Délibérations du jury et titres exclus
Le jury de sept membres nommé par l'Akademie Deutscher Buchpreis a examiné les livres publiés entre le 1er octobre 2025 et le début septembre 2026. Présidé par Cornelia Geißler, critique littéraire du Berliner Zeitung, le panel comprenait la libraire Theresa Donner, le rédacteur de NDR Jan Ehlert, la critique Maha El Hissy, Emily Grunert du Literaturbüro NRW, Stefanie Kreuzer de l'Université de Kassel et Adam Soboczynski de Die Zeit. Plusieurs auteurs de renom ayant atteint la liste longue de 20 titres en août n'ont pas été retenus dans la sélection finale, notamment Ingo Schulze avec « Das Wasser im August », Heinz Strunk avec « Memories of Heidelberg », Svenja Leiber avec « Nelka », Lukas Rietzschel avec « Sanditz » et Giuliano Musio avec « Aus anderem Holz ». Geißler a résumé l'évaluation du jury des œuvres sélectionnées.
Qu'arrive-t-il ? Que reste-t-il ? Aussi incertain que soit le présent, il se révèle être un terreau fertile pour la grande littérature. Les six romans de la sélection finale en témoignent. Nous lisons de manière inattendue sur le désir, l'amitié, l'amour et la violence. Nous sommes enthousiasmés par la richesse esthétique de ces livres, par leur joie du langage.
Cérémonie de remise des prix et dotation
Le Prix du livre allemand est doté d'un montant total de 37 500 €, dont 25 000 € attribués au lauréat et 2 500 € à chacun des cinq autres finalistes. Décerné chaque année depuis 2005 par la Stiftung Buchkultur und Leseförderung du Börsenverein des Deutschen Buchhandels, ce prix récompense le meilleur roman de langue allemande de l'année. Le lauréat sera dévoilé le 5 octobre 2026 dans le Kaisersaal de l'hôtel de ville de Francfort, le Römer, à la veille de la Foire du livre de Francfort. Les six finalistes ne connaissent le résultat final que pendant la cérémonie elle-même, qui sera diffusée en direct sur le site web du prix. En 2025, le prix a été remporté par l'autrice suisse Dorothee Elmiger pour son roman « Die Holländerinnen ».

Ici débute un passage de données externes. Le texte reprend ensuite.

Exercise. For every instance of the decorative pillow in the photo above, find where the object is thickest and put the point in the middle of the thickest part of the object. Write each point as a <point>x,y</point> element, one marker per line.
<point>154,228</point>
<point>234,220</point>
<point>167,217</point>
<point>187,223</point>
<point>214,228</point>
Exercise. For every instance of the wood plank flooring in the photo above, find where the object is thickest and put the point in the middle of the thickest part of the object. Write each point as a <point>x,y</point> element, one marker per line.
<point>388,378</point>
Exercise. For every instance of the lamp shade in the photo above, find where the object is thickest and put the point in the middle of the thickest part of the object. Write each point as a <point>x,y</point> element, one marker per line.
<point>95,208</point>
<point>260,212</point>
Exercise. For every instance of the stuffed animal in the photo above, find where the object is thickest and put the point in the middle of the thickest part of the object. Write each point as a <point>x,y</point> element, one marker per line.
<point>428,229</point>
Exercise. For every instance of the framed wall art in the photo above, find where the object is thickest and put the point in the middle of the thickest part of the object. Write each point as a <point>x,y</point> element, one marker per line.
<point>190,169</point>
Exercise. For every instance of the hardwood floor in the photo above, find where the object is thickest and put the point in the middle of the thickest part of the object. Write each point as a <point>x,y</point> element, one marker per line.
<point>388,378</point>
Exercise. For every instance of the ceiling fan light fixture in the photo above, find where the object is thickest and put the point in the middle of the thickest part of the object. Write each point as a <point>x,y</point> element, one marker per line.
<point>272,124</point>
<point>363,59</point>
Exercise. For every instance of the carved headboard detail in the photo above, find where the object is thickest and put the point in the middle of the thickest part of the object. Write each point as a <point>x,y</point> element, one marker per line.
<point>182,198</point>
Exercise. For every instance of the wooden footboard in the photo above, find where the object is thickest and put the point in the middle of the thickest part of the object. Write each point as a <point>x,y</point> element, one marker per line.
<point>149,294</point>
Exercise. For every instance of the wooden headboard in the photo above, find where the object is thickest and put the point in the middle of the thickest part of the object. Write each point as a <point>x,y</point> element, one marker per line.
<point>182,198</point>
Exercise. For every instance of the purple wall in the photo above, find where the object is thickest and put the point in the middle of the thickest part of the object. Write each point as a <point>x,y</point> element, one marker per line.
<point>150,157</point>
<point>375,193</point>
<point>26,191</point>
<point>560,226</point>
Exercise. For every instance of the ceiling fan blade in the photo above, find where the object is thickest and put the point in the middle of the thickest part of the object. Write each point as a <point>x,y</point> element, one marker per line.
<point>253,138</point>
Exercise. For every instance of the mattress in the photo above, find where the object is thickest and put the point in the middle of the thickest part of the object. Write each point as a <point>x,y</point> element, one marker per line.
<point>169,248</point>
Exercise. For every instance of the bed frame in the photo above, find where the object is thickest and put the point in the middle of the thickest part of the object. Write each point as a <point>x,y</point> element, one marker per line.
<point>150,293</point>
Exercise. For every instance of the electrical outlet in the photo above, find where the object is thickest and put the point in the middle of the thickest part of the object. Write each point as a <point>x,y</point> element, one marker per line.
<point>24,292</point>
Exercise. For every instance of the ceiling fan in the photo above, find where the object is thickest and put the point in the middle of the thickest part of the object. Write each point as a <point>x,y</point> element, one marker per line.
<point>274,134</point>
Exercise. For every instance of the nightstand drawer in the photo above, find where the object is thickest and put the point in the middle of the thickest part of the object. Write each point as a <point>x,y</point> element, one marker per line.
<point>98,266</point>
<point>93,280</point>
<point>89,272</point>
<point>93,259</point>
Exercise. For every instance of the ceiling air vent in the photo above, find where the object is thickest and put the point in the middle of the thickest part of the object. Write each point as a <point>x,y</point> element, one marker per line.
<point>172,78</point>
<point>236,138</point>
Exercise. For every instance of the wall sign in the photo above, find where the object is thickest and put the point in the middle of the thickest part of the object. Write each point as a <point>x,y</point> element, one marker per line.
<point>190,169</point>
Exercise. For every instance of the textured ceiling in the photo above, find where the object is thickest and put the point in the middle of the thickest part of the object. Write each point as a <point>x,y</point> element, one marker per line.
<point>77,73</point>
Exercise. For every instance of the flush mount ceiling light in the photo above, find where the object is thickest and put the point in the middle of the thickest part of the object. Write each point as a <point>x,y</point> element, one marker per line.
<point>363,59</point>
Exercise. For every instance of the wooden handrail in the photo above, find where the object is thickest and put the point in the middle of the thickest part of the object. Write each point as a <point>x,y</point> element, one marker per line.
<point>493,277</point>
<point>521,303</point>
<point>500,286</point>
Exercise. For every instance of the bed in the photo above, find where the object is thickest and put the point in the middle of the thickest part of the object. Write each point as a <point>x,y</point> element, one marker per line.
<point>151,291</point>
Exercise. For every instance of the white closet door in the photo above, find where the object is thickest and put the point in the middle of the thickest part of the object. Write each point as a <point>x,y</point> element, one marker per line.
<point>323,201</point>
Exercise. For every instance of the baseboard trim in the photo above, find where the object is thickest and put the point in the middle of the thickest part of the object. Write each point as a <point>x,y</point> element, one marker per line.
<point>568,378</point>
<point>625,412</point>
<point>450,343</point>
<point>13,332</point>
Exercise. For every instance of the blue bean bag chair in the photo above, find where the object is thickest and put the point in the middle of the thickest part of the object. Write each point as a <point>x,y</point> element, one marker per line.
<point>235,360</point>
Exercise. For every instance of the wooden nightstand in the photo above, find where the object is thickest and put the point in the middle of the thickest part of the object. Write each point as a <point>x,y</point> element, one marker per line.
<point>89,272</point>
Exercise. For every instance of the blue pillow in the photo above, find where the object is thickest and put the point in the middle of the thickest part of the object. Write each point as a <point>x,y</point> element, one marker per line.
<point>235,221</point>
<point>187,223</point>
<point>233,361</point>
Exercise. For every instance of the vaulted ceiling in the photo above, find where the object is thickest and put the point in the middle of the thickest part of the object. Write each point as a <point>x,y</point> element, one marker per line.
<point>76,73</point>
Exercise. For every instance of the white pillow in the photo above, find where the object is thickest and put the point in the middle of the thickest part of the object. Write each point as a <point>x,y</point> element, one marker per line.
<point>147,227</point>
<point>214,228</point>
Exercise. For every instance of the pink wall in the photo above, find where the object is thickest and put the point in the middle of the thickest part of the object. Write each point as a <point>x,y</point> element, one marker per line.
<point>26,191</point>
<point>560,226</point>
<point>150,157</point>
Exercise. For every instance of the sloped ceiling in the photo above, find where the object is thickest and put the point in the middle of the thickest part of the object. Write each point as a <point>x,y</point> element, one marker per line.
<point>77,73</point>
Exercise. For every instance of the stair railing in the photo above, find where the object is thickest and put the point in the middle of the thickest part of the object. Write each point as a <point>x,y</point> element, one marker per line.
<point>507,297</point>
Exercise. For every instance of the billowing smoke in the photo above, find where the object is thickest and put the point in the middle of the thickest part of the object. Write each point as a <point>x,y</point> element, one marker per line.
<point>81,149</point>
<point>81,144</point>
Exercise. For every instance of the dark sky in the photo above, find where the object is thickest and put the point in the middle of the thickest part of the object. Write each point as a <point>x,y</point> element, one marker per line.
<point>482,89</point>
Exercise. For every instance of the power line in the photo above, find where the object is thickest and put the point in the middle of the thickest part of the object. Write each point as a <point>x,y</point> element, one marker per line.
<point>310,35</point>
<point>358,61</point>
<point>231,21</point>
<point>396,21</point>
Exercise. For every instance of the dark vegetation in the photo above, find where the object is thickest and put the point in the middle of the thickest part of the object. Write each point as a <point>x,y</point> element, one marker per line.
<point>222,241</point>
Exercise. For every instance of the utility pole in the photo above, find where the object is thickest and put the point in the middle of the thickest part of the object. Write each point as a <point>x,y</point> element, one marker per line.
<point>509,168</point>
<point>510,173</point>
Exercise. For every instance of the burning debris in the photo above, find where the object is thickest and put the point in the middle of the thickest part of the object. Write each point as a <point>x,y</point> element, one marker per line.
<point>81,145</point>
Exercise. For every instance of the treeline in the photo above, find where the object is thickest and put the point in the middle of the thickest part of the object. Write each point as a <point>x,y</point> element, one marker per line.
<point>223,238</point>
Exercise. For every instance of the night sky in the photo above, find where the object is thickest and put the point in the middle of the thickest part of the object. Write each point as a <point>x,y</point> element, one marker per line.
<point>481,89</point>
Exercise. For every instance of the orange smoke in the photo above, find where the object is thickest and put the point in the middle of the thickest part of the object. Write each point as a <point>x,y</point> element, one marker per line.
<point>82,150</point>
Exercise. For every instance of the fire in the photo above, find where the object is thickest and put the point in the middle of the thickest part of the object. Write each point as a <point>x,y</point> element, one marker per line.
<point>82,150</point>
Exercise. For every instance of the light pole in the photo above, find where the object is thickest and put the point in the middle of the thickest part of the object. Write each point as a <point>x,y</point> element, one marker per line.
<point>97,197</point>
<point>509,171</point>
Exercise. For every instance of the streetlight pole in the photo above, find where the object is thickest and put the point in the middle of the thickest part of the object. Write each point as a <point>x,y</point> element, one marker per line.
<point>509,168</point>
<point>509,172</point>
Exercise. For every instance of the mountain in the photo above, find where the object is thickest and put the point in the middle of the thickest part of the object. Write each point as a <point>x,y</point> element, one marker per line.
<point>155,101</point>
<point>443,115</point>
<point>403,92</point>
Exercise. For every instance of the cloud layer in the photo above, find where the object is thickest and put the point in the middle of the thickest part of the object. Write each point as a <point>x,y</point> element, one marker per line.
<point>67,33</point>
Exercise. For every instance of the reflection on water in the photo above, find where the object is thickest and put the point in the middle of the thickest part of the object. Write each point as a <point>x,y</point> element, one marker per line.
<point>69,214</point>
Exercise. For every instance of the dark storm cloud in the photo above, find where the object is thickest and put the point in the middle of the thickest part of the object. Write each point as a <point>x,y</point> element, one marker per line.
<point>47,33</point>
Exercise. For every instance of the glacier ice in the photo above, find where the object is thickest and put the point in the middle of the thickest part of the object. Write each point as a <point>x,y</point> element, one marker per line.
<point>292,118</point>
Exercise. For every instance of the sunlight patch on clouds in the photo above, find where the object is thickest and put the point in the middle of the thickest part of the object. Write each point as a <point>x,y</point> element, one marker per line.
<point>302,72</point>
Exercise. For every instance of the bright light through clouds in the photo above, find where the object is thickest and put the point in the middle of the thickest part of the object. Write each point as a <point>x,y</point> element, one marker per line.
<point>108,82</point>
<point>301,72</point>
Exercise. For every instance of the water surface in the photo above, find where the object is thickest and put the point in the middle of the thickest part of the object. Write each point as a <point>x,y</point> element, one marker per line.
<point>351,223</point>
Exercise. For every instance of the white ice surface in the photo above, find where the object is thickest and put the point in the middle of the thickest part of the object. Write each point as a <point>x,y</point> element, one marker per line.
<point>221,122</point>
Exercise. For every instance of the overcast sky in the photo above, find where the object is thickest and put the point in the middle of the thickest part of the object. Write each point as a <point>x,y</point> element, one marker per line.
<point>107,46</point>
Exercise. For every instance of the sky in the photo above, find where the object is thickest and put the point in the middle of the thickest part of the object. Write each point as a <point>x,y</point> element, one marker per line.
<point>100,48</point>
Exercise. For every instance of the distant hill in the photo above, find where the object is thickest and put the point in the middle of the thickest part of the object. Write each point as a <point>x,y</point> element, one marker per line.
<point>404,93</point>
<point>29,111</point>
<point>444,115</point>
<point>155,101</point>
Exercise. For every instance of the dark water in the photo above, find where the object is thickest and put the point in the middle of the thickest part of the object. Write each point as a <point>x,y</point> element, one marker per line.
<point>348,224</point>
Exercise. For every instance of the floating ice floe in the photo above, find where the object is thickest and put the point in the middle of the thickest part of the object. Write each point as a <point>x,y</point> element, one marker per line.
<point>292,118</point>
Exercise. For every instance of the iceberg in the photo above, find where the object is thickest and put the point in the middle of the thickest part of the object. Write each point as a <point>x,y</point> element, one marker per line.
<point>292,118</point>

- Le jury publie la liste longue de 20 titres choisie parmi 205 soumissions.
- Le jury annonce les six romans finalistes.
- Le lauréat est dévoilé au Kaisersaal de Francfort avant la Foire du livre de Francfort.
- Titres soumis
- 205 titres
- Liste longue
- 20 titres
- Sélection finale
- 6 titres
- Lauréat
- 1 titres
Enquête pour fraude autour de la promotion d'auteurs
Parallèlement à l'annonce de la sélection finale, le radiodiffuseur public allemand MDR a déposé une plainte pénale concernant un système d'emails frauduleux ciblant des auteurs non nommés pour le prix. Les fraudeurs ont utilisé de faux comptes de messagerie aux noms des présentatrices littéraires Christine Westermann et Katrin Schumacher pour proposer de fausses couvertures promotionnelles pendant la Foire du livre de Francfort. Les auteurs devaient payer 200 € pour un « Essential Author Feature » ou 500 € pour un « Signature Author Feature » promettant des interviews dans les formats de radiodiffusion publique. Le parquet a ouvert une enquête sur ce système, que Schumacher a décrit comme une double tromperie exploitant les écrivains tout en laissant entendre à tort que la couverture éditoriale pouvait être achetée.